This is Part 5 of a series where I will discuss the changes in risk for the 25 BDCs that I cover compared to the previous quarter including portfolio yields, non-accruals, leverage ratios and portfolio investment mix. In the previous articles I discussed changes in analyst recommendations, earnings projections and price targets, dividend coverage from net investment income ("NII"), changes in net asset value ("NAV") per share, portfolio investment classes, debt to equity ratios, the ability to cover interest payments on borrowing with quarterly NII, and the amount of floating rate investments.
- BDC Risk Profiles For Q2: Part 4 (FDUS, HTGC, SUNS, MCGC, GLAD)
- BDC Risk Profiles For Q2: Part 3 (TCRD, TCPC, MCC, KCAP, SLRC)
- BDC Risk Profiles For Q2: Part 2 (ACAS, PSEC, PNNT, TICC, AINV)
- BDC Risk Profiles For Q2: Part 1 (ARCC, BKCC, FSC, MAIN, TCAP)
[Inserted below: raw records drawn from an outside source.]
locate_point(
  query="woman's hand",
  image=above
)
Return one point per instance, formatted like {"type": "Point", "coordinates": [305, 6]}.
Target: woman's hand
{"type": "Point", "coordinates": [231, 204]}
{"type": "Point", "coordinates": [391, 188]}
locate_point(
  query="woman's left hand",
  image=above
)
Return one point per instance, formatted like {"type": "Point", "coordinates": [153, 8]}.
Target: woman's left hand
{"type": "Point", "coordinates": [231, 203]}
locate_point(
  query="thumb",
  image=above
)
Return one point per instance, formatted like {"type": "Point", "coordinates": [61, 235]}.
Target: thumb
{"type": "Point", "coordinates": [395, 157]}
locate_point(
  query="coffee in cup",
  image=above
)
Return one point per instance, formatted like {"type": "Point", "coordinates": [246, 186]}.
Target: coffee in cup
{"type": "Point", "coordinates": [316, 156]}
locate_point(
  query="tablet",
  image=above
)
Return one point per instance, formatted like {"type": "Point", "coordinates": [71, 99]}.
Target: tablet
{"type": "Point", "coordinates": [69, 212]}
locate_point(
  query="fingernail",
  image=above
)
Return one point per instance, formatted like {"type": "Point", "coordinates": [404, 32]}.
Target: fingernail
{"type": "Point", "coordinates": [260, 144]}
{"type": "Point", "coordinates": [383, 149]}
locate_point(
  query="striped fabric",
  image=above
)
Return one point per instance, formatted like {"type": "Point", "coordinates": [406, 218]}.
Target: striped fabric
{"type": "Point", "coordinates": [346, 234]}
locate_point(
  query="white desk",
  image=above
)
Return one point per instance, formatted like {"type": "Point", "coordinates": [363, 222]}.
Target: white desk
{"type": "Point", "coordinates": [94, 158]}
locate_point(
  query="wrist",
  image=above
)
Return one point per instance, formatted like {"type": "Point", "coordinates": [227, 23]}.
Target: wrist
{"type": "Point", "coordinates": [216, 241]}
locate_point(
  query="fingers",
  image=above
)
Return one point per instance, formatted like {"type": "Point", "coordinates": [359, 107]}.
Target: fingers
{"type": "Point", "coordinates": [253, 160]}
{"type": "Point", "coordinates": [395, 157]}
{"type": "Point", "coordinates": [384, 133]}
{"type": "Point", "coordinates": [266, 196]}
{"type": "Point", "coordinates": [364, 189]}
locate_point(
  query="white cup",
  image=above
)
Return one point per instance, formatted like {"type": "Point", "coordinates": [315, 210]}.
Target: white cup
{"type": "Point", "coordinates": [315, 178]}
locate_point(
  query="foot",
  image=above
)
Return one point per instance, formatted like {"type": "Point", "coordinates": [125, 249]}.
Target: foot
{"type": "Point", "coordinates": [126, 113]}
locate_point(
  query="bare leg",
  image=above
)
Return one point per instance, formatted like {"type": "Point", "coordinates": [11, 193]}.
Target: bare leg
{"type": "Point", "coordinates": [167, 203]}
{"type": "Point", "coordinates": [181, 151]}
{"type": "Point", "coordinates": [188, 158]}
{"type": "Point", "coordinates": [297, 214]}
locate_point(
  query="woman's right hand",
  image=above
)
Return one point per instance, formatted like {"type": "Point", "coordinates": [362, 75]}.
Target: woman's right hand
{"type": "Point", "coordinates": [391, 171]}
- Revised Analyst Price Targets, Projected Earnings And Recommendations
- Rankings For Q2 2013: Part 3 (leverage and floating rate loan levels)
- Rankings For Q2 2013: Part 2 (dividend coverage, NAV changes, and investment classes)
In a recent series of articles "BDC Risk Profiles" I took an in-depth look at the relative risk levels of each BDC. Specifically, I looked at portfolio credit quality, investment asset classes, diversification, non-accrual rates, portfolio yield, fixed/variable rate loans, leverage, interest rate sensitivity, volatility ratios, market capitalization, insider ownership and trends, institutional ownership and trends, and management/operational history for each BDC.
The charts below show the 'relative risk' rankings (10.0 implies the least amount of risk) before and after taking into account the most recent financial results. Full Circle Capital (FULL) has not reported results and the changes in its risk score is due to relative changes compared to other BDCs rather than specific changes in the company.
Golub Capital BDC (GBDC)
GBDC improved its risk profile due to its decreasing average portfolio yields (see chart below) and debt to equity from 0.77 to 0.67, as well as beating projected EPS and covering dividends while growing NAV per share more than most BDCs for the quarter.
In my recent article "Golub Capital: Projections, Risks & Valuation" I projected EPS to beat estimates and discussed my concerns regarding its "one stop" loans that combine the characteristics of traditional first lien senior secured loans and second lien or subordinated loans. This makes it difficult to break out senior loans from the riskier subordinated/mezzanine type loans. These loans generally allow the borrower to make a large lump sum payment of principal at the end of the loan term, and there is a risk of loss if the borrower is unable to pay the lump sum or refinance the amount owed at maturity.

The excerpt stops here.